Taking a tip from myself, I re-read Nora Ephron's "I Feel Bad About My Neck." I have to say, I still love it. Especially the chapter about all the work that goes into holding the line against aging, otherwise known as "maintenance," or in, her words, "Pathetic Attempts to Turn Back the Clock." She includes hair, nails, unwanted hair, exercise, and skin. Eight hours a week she spends on all this, she says, and she laments it even as she sits for three hours getting highlights in her hair.
I would like to say, "Ha, ha, ha, Nora, that's crazy! I'm a Berkeley woman. We don't do that here!" But I do a lot of it, notably hair, for which I travel to San Francisco every six weeks and undergo foil packets and scissors and sometimes wax. It's nuts and probably socially irresponsible, but there you are.
Years ago, I discovered Nora Ephron through her collections of essays, "Crazy Salad," "Scribble, Scribble," and "Wallflower at the Orgy." Boy, did she sum up the sixties and seventies!
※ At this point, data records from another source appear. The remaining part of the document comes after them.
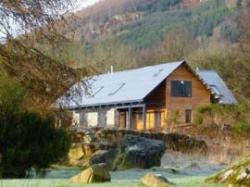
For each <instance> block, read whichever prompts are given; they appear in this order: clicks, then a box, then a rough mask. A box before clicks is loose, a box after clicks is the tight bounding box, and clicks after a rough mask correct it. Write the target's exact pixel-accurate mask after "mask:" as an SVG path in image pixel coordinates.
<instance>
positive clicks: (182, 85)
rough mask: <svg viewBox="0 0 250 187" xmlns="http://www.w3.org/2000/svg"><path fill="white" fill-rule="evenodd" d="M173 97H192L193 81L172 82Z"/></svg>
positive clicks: (172, 94)
mask: <svg viewBox="0 0 250 187" xmlns="http://www.w3.org/2000/svg"><path fill="white" fill-rule="evenodd" d="M171 96H173V97H192V82H191V81H171Z"/></svg>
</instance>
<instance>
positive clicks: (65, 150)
mask: <svg viewBox="0 0 250 187" xmlns="http://www.w3.org/2000/svg"><path fill="white" fill-rule="evenodd" d="M5 86H6V87H5V89H4V90H3V89H0V101H1V103H0V155H1V162H0V174H1V177H3V178H20V177H27V174H28V172H29V171H30V170H31V168H34V169H35V170H36V171H39V170H40V169H42V168H46V167H48V166H49V165H50V164H52V163H54V162H57V161H58V160H59V159H60V158H62V157H63V156H65V155H66V153H67V152H68V150H69V147H70V142H71V141H70V136H69V135H68V134H67V133H66V132H65V131H64V130H63V129H56V128H55V127H54V120H53V118H52V117H47V116H45V117H43V116H41V115H40V114H38V113H36V112H30V111H28V110H26V109H24V108H23V107H22V103H21V102H22V96H23V94H24V92H23V91H20V90H22V89H21V88H20V87H19V86H16V85H15V84H14V85H13V84H12V85H9V84H8V83H6V84H5Z"/></svg>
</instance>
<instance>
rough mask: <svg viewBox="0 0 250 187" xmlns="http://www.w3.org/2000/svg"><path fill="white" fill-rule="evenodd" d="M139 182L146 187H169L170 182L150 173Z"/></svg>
mask: <svg viewBox="0 0 250 187" xmlns="http://www.w3.org/2000/svg"><path fill="white" fill-rule="evenodd" d="M140 182H141V184H142V185H144V186H148V187H170V182H169V181H168V180H167V179H166V178H165V177H163V176H162V175H156V174H151V173H148V174H146V175H144V176H143V177H142V178H141V180H140Z"/></svg>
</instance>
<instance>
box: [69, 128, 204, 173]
mask: <svg viewBox="0 0 250 187" xmlns="http://www.w3.org/2000/svg"><path fill="white" fill-rule="evenodd" d="M130 135H131V136H137V137H140V138H142V139H148V140H152V141H155V140H156V141H157V140H158V142H159V141H160V142H162V143H163V144H165V145H167V148H168V150H174V151H179V152H183V153H206V152H207V150H208V147H207V144H206V142H205V141H203V140H197V139H194V138H192V137H189V136H186V135H180V134H176V133H163V132H149V131H143V132H142V131H134V130H127V129H105V128H90V129H84V130H81V131H78V130H76V131H75V132H72V140H73V144H72V148H71V150H70V152H69V157H68V158H69V159H68V162H67V163H66V164H68V165H74V166H86V165H89V164H90V165H91V164H96V163H103V162H104V163H106V164H107V165H108V167H109V169H111V168H112V166H111V165H113V164H111V162H113V161H114V158H115V157H116V158H120V159H116V160H119V161H120V160H121V159H123V157H124V151H122V152H120V151H119V150H121V149H120V145H121V144H120V142H121V141H123V139H124V137H125V136H130ZM140 146H141V145H140ZM129 147H130V148H129V150H130V151H129V154H128V155H132V154H130V153H133V152H136V154H137V153H138V154H137V157H138V158H142V156H141V154H140V153H139V152H142V151H139V150H138V145H137V147H136V146H129ZM135 149H137V150H135ZM140 149H147V147H143V146H142V147H140ZM116 151H118V152H119V153H121V154H119V156H120V157H117V156H116V154H115V152H116ZM146 151H148V150H146ZM142 154H144V153H142ZM107 155H108V156H107ZM149 155H150V154H149ZM126 157H127V156H126ZM137 157H136V158H134V159H135V160H138V158H137ZM146 158H148V156H147V157H146ZM143 159H144V158H143ZM143 159H142V160H143ZM153 160H155V159H153ZM119 165H121V164H119ZM149 165H150V167H152V166H157V165H159V164H158V163H157V164H155V163H154V164H149ZM139 166H140V167H142V166H143V168H145V167H146V168H148V167H149V166H145V165H144V164H143V163H140V164H137V165H136V166H135V167H139Z"/></svg>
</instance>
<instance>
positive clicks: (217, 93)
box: [196, 70, 237, 104]
mask: <svg viewBox="0 0 250 187" xmlns="http://www.w3.org/2000/svg"><path fill="white" fill-rule="evenodd" d="M196 73H197V74H198V75H199V76H200V77H201V79H202V80H203V81H204V82H205V83H206V84H207V85H208V87H209V88H210V89H211V91H212V93H213V94H214V95H215V97H217V98H218V99H219V103H220V104H236V103H237V100H236V99H235V98H234V96H233V94H232V92H231V91H230V90H229V88H228V87H227V85H226V84H225V82H224V81H223V80H222V78H221V77H220V76H219V75H218V73H217V72H216V71H213V70H198V71H196Z"/></svg>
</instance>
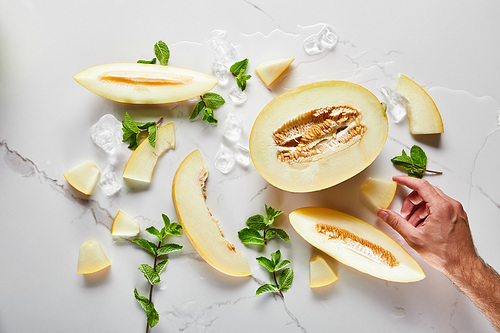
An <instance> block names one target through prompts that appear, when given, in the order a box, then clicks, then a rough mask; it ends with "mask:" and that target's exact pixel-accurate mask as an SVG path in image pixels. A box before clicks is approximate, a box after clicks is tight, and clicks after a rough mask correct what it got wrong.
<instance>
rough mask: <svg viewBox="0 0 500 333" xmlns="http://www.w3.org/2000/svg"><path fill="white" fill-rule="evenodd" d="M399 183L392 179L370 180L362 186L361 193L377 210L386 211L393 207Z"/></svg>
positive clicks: (367, 181) (380, 179)
mask: <svg viewBox="0 0 500 333" xmlns="http://www.w3.org/2000/svg"><path fill="white" fill-rule="evenodd" d="M397 187H398V183H396V182H395V181H393V180H392V179H378V178H369V179H368V180H367V181H366V183H364V184H363V185H362V186H361V192H363V194H364V195H365V196H366V198H368V200H370V202H371V203H372V204H373V205H374V206H375V207H377V208H382V209H386V208H387V207H389V206H390V205H391V202H392V200H393V199H394V195H395V194H396V189H397Z"/></svg>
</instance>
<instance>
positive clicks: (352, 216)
mask: <svg viewBox="0 0 500 333" xmlns="http://www.w3.org/2000/svg"><path fill="white" fill-rule="evenodd" d="M289 218H290V223H291V225H292V226H293V228H294V229H295V230H296V231H297V233H298V234H299V235H300V236H302V238H304V239H305V240H306V241H307V242H308V243H310V244H311V245H313V246H314V247H316V248H318V249H319V250H321V251H323V252H325V253H326V254H328V255H330V256H332V257H333V258H335V259H337V260H338V261H340V262H341V263H343V264H345V265H348V266H351V267H353V268H355V269H357V270H359V271H361V272H363V273H366V274H369V275H372V276H374V277H377V278H380V279H384V280H387V281H394V282H414V281H419V280H422V279H423V278H425V274H424V272H423V271H422V268H420V266H419V265H418V263H417V262H416V261H415V260H414V259H413V258H412V257H411V256H410V255H409V254H408V252H406V251H405V250H404V249H403V248H402V247H401V246H400V245H399V244H398V243H396V242H395V241H394V240H393V239H392V238H390V237H389V236H387V235H386V234H384V233H383V232H382V231H380V230H378V229H376V228H375V227H373V226H371V225H370V224H368V223H366V222H363V221H361V220H359V219H357V218H355V217H353V216H351V215H348V214H345V213H342V212H339V211H336V210H332V209H328V208H320V207H307V208H300V209H297V210H294V211H293V212H291V213H290V216H289Z"/></svg>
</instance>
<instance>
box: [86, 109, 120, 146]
mask: <svg viewBox="0 0 500 333" xmlns="http://www.w3.org/2000/svg"><path fill="white" fill-rule="evenodd" d="M90 137H91V138H92V141H93V142H94V143H95V144H96V145H98V146H99V147H101V148H102V149H103V150H104V151H105V152H107V153H112V152H114V151H115V150H116V148H118V147H119V145H120V143H121V141H122V124H121V122H119V121H118V119H116V118H115V116H113V115H112V114H105V115H104V116H102V117H101V118H100V119H99V120H98V121H97V122H96V123H95V124H94V125H93V126H92V127H91V128H90Z"/></svg>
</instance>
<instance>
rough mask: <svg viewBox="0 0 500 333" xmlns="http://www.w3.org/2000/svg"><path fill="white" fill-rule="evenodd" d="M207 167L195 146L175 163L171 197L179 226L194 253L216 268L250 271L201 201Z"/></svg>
mask: <svg viewBox="0 0 500 333" xmlns="http://www.w3.org/2000/svg"><path fill="white" fill-rule="evenodd" d="M207 178H208V167H207V164H206V163H205V160H204V159H203V156H202V155H201V152H200V151H199V150H194V151H193V152H192V153H191V154H189V155H188V156H187V157H186V158H185V159H184V161H183V162H182V163H181V165H180V166H179V169H178V170H177V172H176V174H175V177H174V183H173V190H172V198H173V201H174V205H175V210H176V212H177V217H178V218H179V221H180V223H181V225H182V229H183V230H184V232H185V233H186V235H187V236H188V238H189V240H190V241H191V243H192V244H193V246H194V248H195V249H196V250H197V251H198V253H199V254H200V255H201V256H202V257H203V259H205V261H206V262H208V263H209V264H210V265H212V266H213V267H214V268H216V269H217V270H219V271H221V272H223V273H225V274H228V275H232V276H248V275H251V274H252V273H251V271H250V266H249V265H248V261H247V259H246V257H245V255H244V254H243V253H241V252H236V250H235V248H234V245H233V244H231V243H229V242H228V241H227V239H226V238H224V236H223V234H222V229H221V227H220V225H219V222H218V221H217V220H216V219H215V218H214V217H213V216H212V214H211V213H210V211H209V210H208V207H207V205H206V203H205V182H206V180H207Z"/></svg>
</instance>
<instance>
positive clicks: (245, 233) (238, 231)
mask: <svg viewBox="0 0 500 333" xmlns="http://www.w3.org/2000/svg"><path fill="white" fill-rule="evenodd" d="M238 238H239V239H240V240H241V242H242V243H243V244H259V245H264V237H262V235H261V234H260V233H259V232H258V231H257V230H255V229H251V228H245V229H241V230H240V231H238Z"/></svg>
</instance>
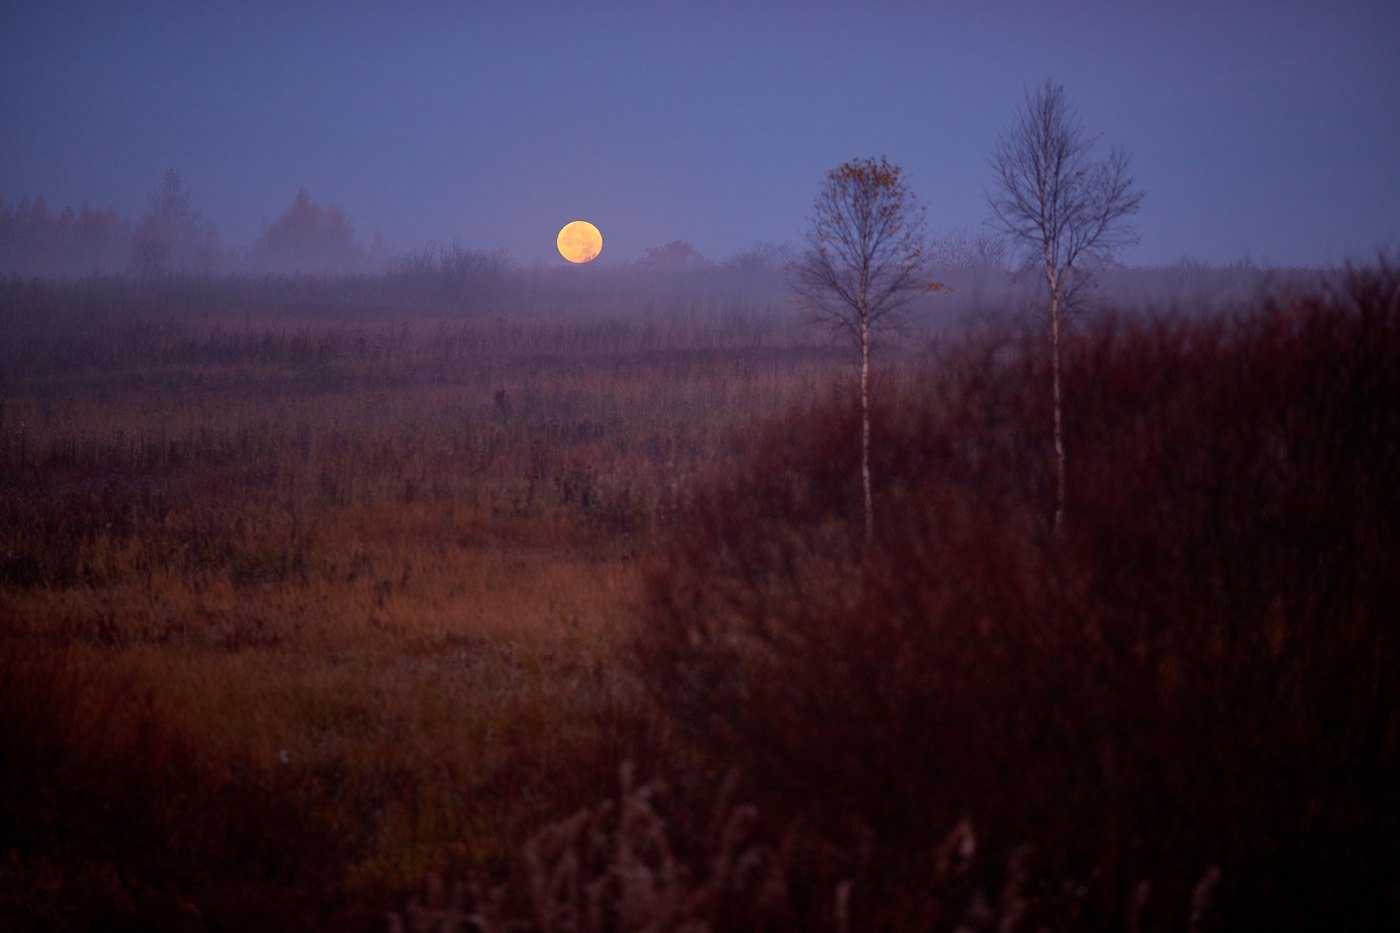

She called Julie Nixon "a chocolate-covered spider." She described Pillsbury Bake-off dishes as having "snicky snacky" titles (try, "Sweet 'N Creamy Crescent Crisps"). She wrote about journalism, feminism, popular culture, and politics.
Then, blessed event, she got into writing screenplays. This after she divorced Carl Bernstein and wrote the novel "Heartburn" to get even, and it got made into a movie. Then she helped write "When Harry Met Sally," and she and her sister Delia wrote "Sleepless in Seattle" and "You've Got Mail." By then, I was hopelessly hooked. I own all those fluffy movies and sometimes re-watch them. I re-read her books. I wish I could be as funny and smart as she is.